More interesting than the comments, though, were the three men flanking the president at the time: Brent Scowcroft, James Baker, and Henry Kissinger, all veterans of modern Republican presidents, and members in good standing of Republican Foreign Policy Elder Statesmen, at least by the standards of the Republican establishment.
The point Obama and his team wanted to emphasize, of course, is that this treaty enjoys broad bipartisan support, just so long as one overlooks the Senate Republican caucus. It didn’t matter; the GOP votes that count are the ones that refuse to even consider the consequences of their conduct.
There was a time, not too long ago, that the political world would look to these proxies as evidence of merit. If Lugar, Scowcroft, Kissinger, James Baker, Reagan Secretary of State George Schultz, Reagan Chief of Staff Kenneth Duberstein, Reagan Chief of Staff Howard Baker, and Colin Powell endorsed a treaty related to national security — and all of these Republicans have urged ratification of New START — it stood to reason that the measure would enjoy enthusiastic Republican backing. When six former secretaries of state and five former secretaries of defense from both parties; the chairman of the Joint Chiefs of Staff; seven former Strategic Command chiefs; national security advisers from both parties; and nearly all former commanders of U.S. nuclear forces were all on the same page — as they are now on New START — the proposal on the table would fairly be described as a “no-brainer.”

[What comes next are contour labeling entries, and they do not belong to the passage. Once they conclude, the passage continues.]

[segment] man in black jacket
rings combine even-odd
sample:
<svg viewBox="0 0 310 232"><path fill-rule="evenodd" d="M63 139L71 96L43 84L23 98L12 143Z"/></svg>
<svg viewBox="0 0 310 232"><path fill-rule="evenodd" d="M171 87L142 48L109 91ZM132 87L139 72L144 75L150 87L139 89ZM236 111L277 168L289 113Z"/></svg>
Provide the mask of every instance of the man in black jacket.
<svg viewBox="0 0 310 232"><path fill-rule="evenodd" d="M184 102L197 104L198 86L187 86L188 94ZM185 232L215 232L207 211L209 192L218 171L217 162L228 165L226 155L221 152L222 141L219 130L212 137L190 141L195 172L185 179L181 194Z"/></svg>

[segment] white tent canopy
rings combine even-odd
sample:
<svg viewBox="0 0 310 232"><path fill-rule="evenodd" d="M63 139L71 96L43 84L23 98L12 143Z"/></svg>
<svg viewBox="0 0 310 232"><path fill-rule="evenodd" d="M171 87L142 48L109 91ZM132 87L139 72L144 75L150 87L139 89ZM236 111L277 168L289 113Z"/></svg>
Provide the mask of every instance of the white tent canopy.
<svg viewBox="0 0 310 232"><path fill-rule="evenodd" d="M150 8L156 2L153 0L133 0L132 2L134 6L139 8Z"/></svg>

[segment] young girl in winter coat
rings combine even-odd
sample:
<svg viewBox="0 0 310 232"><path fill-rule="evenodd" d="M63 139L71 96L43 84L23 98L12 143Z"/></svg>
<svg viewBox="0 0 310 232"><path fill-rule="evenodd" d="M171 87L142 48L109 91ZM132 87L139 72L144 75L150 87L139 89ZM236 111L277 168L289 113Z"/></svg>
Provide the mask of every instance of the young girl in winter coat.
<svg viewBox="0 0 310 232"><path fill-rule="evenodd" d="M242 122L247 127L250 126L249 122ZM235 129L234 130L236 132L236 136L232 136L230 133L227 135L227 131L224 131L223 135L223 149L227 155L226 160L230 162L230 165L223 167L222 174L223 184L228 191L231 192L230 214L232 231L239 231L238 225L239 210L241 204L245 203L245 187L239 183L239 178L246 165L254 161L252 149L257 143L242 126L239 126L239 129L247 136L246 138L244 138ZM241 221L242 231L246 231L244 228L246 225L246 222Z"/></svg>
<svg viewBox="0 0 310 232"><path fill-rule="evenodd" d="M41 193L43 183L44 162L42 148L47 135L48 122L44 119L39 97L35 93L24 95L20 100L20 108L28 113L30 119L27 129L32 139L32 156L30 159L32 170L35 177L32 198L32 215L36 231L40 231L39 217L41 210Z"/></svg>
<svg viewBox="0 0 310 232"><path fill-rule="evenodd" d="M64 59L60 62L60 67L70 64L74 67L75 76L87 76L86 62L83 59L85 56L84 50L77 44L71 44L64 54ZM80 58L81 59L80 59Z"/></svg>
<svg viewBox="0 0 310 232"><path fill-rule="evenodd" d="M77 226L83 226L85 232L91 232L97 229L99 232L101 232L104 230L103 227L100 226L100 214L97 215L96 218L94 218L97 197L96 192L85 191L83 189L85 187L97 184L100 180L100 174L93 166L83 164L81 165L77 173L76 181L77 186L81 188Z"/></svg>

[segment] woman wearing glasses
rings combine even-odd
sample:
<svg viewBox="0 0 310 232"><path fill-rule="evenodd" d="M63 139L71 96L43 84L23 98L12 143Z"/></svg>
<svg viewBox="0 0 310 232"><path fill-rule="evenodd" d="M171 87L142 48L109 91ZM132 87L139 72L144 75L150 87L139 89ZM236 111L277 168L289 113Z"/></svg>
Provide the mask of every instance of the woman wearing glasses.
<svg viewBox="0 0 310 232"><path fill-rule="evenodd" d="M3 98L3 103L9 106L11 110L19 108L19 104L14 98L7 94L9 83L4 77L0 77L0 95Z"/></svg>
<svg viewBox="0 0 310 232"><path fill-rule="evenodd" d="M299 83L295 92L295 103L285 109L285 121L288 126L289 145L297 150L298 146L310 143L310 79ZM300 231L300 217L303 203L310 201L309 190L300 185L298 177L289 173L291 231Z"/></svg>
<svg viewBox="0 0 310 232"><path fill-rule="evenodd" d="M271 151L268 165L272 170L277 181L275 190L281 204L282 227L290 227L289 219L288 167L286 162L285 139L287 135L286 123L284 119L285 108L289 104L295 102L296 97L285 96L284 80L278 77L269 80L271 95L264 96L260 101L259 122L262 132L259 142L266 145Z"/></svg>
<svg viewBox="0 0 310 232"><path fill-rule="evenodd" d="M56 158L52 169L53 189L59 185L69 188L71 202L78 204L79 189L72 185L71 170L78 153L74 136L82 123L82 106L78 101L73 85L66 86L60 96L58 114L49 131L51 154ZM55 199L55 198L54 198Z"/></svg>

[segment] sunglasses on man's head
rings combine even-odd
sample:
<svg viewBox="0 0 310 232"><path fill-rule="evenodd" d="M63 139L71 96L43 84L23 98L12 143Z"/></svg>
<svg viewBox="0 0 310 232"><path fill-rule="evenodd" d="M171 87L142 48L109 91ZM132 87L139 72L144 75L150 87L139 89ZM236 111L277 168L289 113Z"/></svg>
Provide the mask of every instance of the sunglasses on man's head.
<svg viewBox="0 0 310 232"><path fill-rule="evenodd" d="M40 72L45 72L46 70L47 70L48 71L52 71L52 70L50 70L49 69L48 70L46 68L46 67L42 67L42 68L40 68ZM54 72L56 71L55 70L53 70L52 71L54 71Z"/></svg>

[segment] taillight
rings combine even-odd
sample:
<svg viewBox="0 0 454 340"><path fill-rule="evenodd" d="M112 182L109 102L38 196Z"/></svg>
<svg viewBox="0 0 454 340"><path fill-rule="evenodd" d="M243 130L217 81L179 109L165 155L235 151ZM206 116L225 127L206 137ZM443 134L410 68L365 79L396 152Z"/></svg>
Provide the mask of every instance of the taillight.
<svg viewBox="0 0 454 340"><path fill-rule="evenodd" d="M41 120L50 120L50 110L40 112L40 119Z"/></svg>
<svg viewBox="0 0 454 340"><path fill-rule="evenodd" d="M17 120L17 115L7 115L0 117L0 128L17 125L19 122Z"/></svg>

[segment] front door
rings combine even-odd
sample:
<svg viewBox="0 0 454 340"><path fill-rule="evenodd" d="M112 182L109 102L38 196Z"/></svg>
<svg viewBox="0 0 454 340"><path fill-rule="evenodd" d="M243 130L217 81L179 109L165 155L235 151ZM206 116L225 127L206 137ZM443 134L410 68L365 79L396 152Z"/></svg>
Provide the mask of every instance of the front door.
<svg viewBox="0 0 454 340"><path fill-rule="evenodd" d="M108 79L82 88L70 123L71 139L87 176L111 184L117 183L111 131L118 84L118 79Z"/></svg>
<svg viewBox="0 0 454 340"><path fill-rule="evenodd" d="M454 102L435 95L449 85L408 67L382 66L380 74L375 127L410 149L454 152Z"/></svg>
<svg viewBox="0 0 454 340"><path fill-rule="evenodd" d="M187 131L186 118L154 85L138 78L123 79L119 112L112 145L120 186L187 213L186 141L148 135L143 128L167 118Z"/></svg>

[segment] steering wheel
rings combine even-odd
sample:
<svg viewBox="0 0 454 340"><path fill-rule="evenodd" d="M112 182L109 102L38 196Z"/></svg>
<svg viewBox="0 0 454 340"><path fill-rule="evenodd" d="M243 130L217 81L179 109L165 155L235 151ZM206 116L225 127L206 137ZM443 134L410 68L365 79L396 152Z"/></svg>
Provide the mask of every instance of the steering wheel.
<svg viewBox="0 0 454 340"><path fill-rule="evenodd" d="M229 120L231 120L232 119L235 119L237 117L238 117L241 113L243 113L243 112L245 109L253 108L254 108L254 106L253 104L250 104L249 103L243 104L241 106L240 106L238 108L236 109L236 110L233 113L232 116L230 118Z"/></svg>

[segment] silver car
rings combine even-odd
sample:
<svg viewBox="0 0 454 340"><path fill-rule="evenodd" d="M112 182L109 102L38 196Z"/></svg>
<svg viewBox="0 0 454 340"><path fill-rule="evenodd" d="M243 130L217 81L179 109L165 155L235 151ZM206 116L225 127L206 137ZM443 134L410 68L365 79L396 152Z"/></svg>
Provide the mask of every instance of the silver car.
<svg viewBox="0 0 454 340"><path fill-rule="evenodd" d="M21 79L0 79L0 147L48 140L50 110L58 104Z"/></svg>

But that was before. Before what, exactly? Well, before the contemporary Republican Party became the contemporary Republican Party. Now, figures are left to search in vain for someone GOP senators might actually listen to.
Sen. Susan Collins (R-Maine), who has reserved judgment on how she will vote until the resolution comes to the floor, said it could make a difference if Obama could get George H.W. Bush and George W. Bush, both former presidents, to appear with him in support of the New Strategic Arms Reduction Treaty, or New START. […]
“It would be wonderful if President [George H.W.] Bush would come out for the treaty. That would be so powerful and definitely help,” Collins said in a telephone interview last week.
Really? All of these other Bush administration officials endorsing the treaty isn’t quite enough to send a signal about the measure’s merit?
Jacob Heilbrun recently explained that the GOP’s handling of this debate offers us a chance to watch “the decline and fall of the Republican foreign-policy establishment.” Ordinarily, sentences that include “Republican,” “establishment,” and “fall” might sound like an encouraging development, but in this case, it’s really not — the old-guard GOP foreign-policy establishment were the only folks left in the party still in touch with reality.
Their judgment is hardly unimpeachable — cough, Iraq war, cough — but they nevertheless offered at least some reasonable pushback to neoconservatism and the blind, knee-jerk partisanship that dominates Republican Party thinking.
Their influence, however, has disappeared. Republican policymakers are aware of the foreign policy old guard, but they prefer to ignore its members. It’s an important development in the growing immaturity of GOP politics in the 21st century.